An advance healthcare directive can be used to designate an agent who has the authority to make healthcare decisions if that individual is unable to. This directive is especially important for unmarried couples given the federal Health Insurance Portability and Accountability Act (HIPAA). This is a law that regulates information that can be shared to protect the privacy of an individual’s healthcare information. An unmarried partner would not be considered a family member under this law. Therefore, they would not be authorized to access protected health information. An advance healthcare directive can specifically identify the patient’s unmarried partner as a person entitled to obtain the information.
Financial Power of Attorney
“Bill was the heir to the Standard Oil name and money”
-Taylor Swift, The Last Great American Dynasty
Similar to an advance healthcare directive, a financial durable power of attorney can be used to allow one partner to manage financial affairs for their partner if their partner is incapacitated. If the unmarried partners maintain separate bank accounts, this may be especially important in the event that one partner is incapacitated and unable to contribute their portion of usual joint living expense. The agent designated under the financial durable power of attorney can also execute contracts. Such contracts include lease agreements, that are necessary to continue the unmarried couple’s lifestyle.
Beneficiary Designations
“Friends break up, friends get married
Strangers get born, strangers get buried
Trends change, rumors fly through new skies.”
-Taylor Swift, Right Where You Left Me
Assets like retirement accounts, life insurance policies, and investment accounts require the account or policyholder to designate beneficiaries. Unmarried couples can update their beneficiary designations to ensure that the designated beneficiaries align with the goals and wishes of the unmarried couple. Without a beneficiary designation, these assets would be distributed according to the California state law on intestate succession. They would likely not be transferred to the unmarried surviving partner.

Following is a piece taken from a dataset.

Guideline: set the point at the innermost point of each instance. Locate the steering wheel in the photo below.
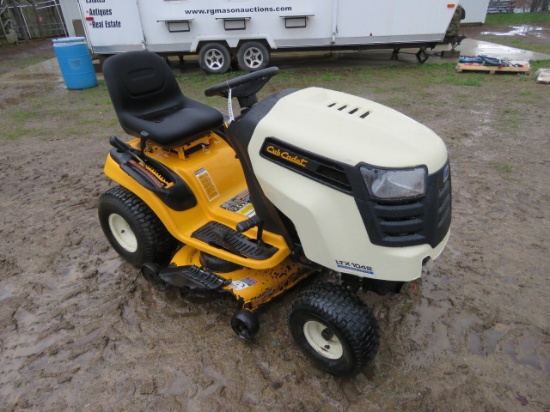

Cohabitation and Co-Ownership Agreements
“They say you bought a bunch of land somewhere
Chose the Rose Garden over Madison Square”
-Taylor Swift, The Lucky One
Cohabitation Agreements provide a framework for dividing assets, assigning responsibility for debt, and resolving conflicts that may arise if the couple separates. When a married couple who owns property jointly separates, California law will govern the disposition of that property as part of the dissolution of that marriage. If unmarried couples separate, there is no similar framework to adjudicate their property rights. A cohabitation agreement can reduce potential conflicts in the event that unmarried partners separate. A Co-ownership Agreement, similarly, can allocate and memorialize agreements between the couple regarding contributions to the down payment, mortgage payments, and ongoing maintenance, how to allocate deductions for mortgage interest payments, and outline procedures for buying out a partner’s interest if they wish to sell. Settling these issues prior to the separation can prevent costly civil litigation down the road.
In conclusion, as more couples are deciding to remain unmarried but build a life with their significant other, it seems that the decision is that all’s well that ends well to end up with you. But, having a well-thought-out estate plan for how your assets will be handled that is tailored to your individual relationships and goals will never go out of style.